Karşımda koskocaman, kalın tüylere sahip-eğer aklımı kaçırmadıysam- bir aslan duruyordu. Aslan?
Dudaklarımdan koca bir çığlık döküldü. Bunun ardından koca hayvanın üzerime doğru adımlaması bir olmuştu. Tam o an, boğazımdan yeniden dökülen çığlık tam anlamıyla yutkunma ihtiyacımı kat be kat arttırmıştı fakat öyle bir şeydi ki bu, yutkunma yetimi kaybetmiş gibi hissediyordum.
''Isabella?!''
Duyduğum sesle bakışlarım merdivenlerin önündeki babama döndü. Çığlığımı duymuş olacak ki gözleri, yoğun bir şekilde üzerimde geziniyordu. Koşar adımlarla yanıma geldi ve dizlerinin üzerine çöküp önümde durdu. ''İsabella, iyi misin n'oldu?'' Ne mi oldu? Benimle alay mı ediyordu?
Nefesimi tutarken, ''Görmüyor musun?!'' İşaret parmağımla onu gösterdim. Hâlâ koyu kahve gözleri üzerimde dolaşıyordu, birazdan üzerime atlayacakmış gibi...
''Baba şunu görmüyor musun? Bu... Bu nasıl oldu? Nasıl girdi içeriye? Şehrin ortasında hem de... Baba?'' Öyle hızlı konuşuyordum ki, söylediklerimi anladığından bile emin değildim. O da bunu doğrular nitelikte yüzüme çok saçma bir şey söylemişim gibi bakıyordu.
''Bella, neden bahsediyorsun sen?'' Derin bir nefes alıp ellerimi, kendininkilerin arasına aldı. ''Kızım, ne oluyor? Senin için endişeleniyorum. Anlat bana lütfen.'' dediğinde gözlerindeki endişeyi fark ettim.
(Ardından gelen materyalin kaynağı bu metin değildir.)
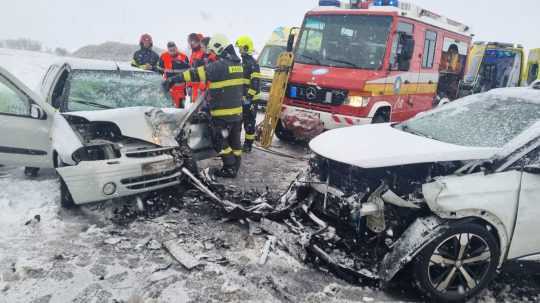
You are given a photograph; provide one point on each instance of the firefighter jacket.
(171, 65)
(252, 76)
(225, 91)
(145, 56)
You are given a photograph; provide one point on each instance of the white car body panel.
(526, 239)
(492, 197)
(131, 121)
(64, 140)
(87, 179)
(381, 145)
(25, 139)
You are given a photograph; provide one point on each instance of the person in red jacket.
(196, 60)
(209, 56)
(171, 64)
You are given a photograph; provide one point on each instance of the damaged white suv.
(105, 128)
(450, 195)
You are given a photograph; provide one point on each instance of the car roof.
(91, 64)
(528, 94)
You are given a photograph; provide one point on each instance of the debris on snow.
(182, 256)
(268, 246)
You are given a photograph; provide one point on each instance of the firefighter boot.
(226, 172)
(248, 146)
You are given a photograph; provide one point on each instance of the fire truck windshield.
(351, 41)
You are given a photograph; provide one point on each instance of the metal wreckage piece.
(311, 239)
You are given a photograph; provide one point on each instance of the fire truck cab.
(376, 61)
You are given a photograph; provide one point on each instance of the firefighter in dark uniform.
(145, 58)
(252, 75)
(224, 96)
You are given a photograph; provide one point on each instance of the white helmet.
(218, 43)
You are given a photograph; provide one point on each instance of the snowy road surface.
(52, 255)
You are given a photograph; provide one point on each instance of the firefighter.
(224, 96)
(145, 58)
(195, 60)
(171, 63)
(252, 75)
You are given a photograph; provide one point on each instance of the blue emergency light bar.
(386, 3)
(340, 3)
(336, 3)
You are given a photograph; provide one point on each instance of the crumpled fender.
(413, 240)
(64, 140)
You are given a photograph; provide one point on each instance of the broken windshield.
(352, 41)
(484, 120)
(98, 90)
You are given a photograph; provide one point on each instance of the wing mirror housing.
(532, 169)
(37, 112)
(292, 38)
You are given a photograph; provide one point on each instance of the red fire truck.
(373, 62)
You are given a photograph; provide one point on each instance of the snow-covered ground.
(52, 255)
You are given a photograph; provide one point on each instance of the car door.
(24, 124)
(526, 238)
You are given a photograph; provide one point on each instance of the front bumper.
(86, 180)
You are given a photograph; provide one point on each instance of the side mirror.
(532, 169)
(408, 48)
(37, 112)
(290, 42)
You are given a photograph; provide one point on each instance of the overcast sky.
(74, 23)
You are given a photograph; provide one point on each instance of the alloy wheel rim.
(459, 264)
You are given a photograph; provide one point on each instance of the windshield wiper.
(317, 61)
(408, 129)
(342, 61)
(80, 101)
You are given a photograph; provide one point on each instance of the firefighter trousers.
(226, 137)
(250, 116)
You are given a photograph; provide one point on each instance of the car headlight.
(357, 101)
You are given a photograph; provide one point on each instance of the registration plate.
(157, 167)
(308, 114)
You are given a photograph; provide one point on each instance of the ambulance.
(370, 62)
(268, 59)
(493, 65)
(532, 70)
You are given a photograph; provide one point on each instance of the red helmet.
(146, 38)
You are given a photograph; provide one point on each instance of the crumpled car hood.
(145, 123)
(381, 145)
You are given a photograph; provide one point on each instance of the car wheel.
(66, 200)
(283, 134)
(458, 264)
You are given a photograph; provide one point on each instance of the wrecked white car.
(102, 126)
(449, 195)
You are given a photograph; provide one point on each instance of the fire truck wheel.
(379, 118)
(283, 134)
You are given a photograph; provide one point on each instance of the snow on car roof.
(91, 64)
(526, 94)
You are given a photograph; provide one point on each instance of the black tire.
(66, 200)
(284, 134)
(440, 262)
(379, 118)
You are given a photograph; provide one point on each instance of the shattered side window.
(485, 120)
(98, 90)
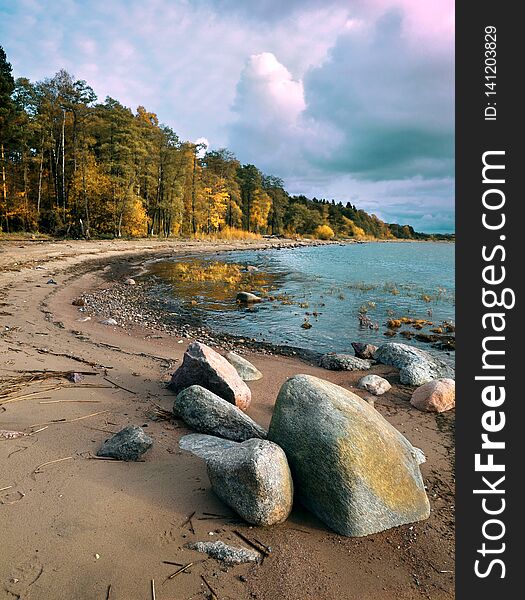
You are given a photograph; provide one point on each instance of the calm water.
(324, 286)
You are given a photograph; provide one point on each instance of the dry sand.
(77, 526)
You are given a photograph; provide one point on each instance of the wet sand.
(79, 525)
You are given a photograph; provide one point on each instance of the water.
(325, 287)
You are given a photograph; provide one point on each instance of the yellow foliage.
(134, 219)
(229, 233)
(324, 232)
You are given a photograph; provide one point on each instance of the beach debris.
(10, 435)
(183, 569)
(343, 362)
(206, 412)
(75, 377)
(246, 370)
(255, 544)
(252, 477)
(351, 468)
(374, 384)
(231, 555)
(50, 462)
(416, 366)
(109, 321)
(128, 444)
(204, 366)
(247, 298)
(364, 350)
(435, 396)
(213, 594)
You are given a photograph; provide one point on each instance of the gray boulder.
(343, 362)
(128, 444)
(350, 467)
(206, 412)
(416, 366)
(205, 367)
(247, 371)
(374, 384)
(247, 298)
(364, 350)
(231, 555)
(205, 446)
(252, 477)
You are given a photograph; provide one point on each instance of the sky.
(345, 99)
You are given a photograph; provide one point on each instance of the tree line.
(72, 166)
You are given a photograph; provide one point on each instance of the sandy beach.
(72, 525)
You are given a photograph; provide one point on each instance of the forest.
(75, 167)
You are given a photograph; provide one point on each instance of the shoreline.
(130, 515)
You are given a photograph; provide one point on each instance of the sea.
(320, 298)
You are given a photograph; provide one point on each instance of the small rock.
(364, 350)
(435, 396)
(416, 366)
(205, 367)
(374, 384)
(128, 444)
(251, 477)
(343, 362)
(247, 298)
(231, 555)
(246, 370)
(206, 412)
(108, 322)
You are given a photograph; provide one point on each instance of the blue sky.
(344, 99)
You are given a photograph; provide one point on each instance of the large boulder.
(206, 412)
(247, 371)
(435, 396)
(205, 367)
(350, 466)
(128, 444)
(416, 366)
(343, 362)
(374, 384)
(252, 477)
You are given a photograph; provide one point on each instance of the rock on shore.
(435, 396)
(128, 444)
(245, 369)
(350, 466)
(343, 362)
(416, 366)
(206, 412)
(374, 384)
(205, 367)
(252, 477)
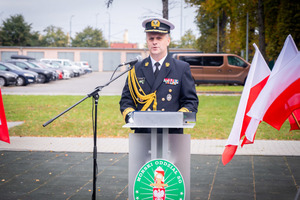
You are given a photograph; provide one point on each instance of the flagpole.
(296, 120)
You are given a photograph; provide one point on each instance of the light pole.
(97, 20)
(71, 28)
(108, 29)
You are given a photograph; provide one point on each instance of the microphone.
(132, 62)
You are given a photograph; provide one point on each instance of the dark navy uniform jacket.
(174, 86)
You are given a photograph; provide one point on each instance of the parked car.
(55, 73)
(44, 75)
(85, 66)
(24, 76)
(67, 73)
(216, 68)
(66, 63)
(7, 78)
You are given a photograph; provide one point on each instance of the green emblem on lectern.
(159, 179)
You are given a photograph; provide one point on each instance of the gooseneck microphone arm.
(95, 95)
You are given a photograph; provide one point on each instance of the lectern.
(174, 148)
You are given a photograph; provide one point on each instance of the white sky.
(123, 14)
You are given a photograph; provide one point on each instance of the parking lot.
(75, 86)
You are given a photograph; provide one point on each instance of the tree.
(15, 32)
(270, 22)
(89, 37)
(188, 40)
(54, 37)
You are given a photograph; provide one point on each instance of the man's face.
(158, 43)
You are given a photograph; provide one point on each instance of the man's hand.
(128, 118)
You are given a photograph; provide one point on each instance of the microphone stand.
(95, 95)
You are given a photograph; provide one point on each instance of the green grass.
(214, 119)
(219, 88)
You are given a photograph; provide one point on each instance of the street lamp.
(71, 28)
(97, 20)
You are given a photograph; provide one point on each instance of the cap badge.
(170, 81)
(155, 23)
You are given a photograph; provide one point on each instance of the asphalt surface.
(68, 175)
(33, 173)
(82, 85)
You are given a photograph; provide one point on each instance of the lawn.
(214, 118)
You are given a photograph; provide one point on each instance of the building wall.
(101, 59)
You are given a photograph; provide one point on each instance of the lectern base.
(140, 153)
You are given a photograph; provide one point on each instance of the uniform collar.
(160, 61)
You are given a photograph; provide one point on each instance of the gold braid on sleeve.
(137, 93)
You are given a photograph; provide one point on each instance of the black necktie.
(156, 69)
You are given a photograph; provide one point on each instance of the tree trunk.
(222, 28)
(261, 28)
(165, 9)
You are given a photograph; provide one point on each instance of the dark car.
(7, 78)
(216, 68)
(44, 75)
(24, 76)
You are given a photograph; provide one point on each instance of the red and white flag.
(281, 95)
(294, 120)
(256, 80)
(4, 136)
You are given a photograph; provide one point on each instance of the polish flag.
(295, 125)
(281, 95)
(4, 136)
(257, 77)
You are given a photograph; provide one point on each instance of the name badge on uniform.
(170, 81)
(141, 80)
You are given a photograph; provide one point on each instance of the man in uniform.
(159, 82)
Ellerimle yeniden onu gösterdim. ''Baba şunu görmüyor musun? Şu koca, yırtıcı... Şeyi!'' dedim yüksek çıkan bir sesle. Kendime engel olamamıştım. Ben mi bu durumu çok abartıyordum yoksa her gün evimizde bir yırtıcıyla uyanıyorduk da benim haberim yoktu?
Babam kaşlarını çatarak ellerimi daha sıkı tuttu. ''Neyi görmüyor muyum?'' Ellerimi, onunkilerin arasından çekip bir hışımla ayağa kalktım ve hem ondan hem de babamdan bir kaç adım uzağa gittim. Ona bakmamaya çalışıyordum. ''Baba, şu an evin ortasında koca bir yırtıcı duruyor ve sen hala benimle dalga mı geçiyorsun!''
O da benim arkamdan ayağa kalktı ve etrafına baktı fakat benim aksime yüzünde normal bir ifade vardı. Sanki hiç bir şey yokmuş gibi davranıyordu. Kesinlikle benimle dalga geçiyordu!
''Isabella?'' dedi yumuşak bir ses tonuyla. Bana doğru yaklaştı. ''Bebeğim, dün gece çok yoruldun sanırım bitkin görünüyorsun. Böyle durumlarda çok sık rastlanan durumlar bunlar... Bu kadar yormana gerek yoktu kendini, hadi git dinlen.''
Bu gerçek miydi? Sadece ben mi görüyordum evin ortasında hareketsiz bir şekilde, gözlerini bana dikmiş kocaman yelesi olan aslanı? Belkide babam haklıydı. Gece sabaha kadar çalışmıştım. Sadece uyumadığım için gördüğüm saçmalıklardan ibaretti. Evet, hem şehrin ortasında aslanın ne işi vardı? Aslanın! Bir aslan, ve bizim evimizde. Kocaman bir kahkaha attım. Kesinlikle halüsinasyon görüyordum. Biraz rahatlamalıydım. Evet daha önce böyle olmuş muydu? Belki bir kaç defa fakat hiçbiri aslan değildi.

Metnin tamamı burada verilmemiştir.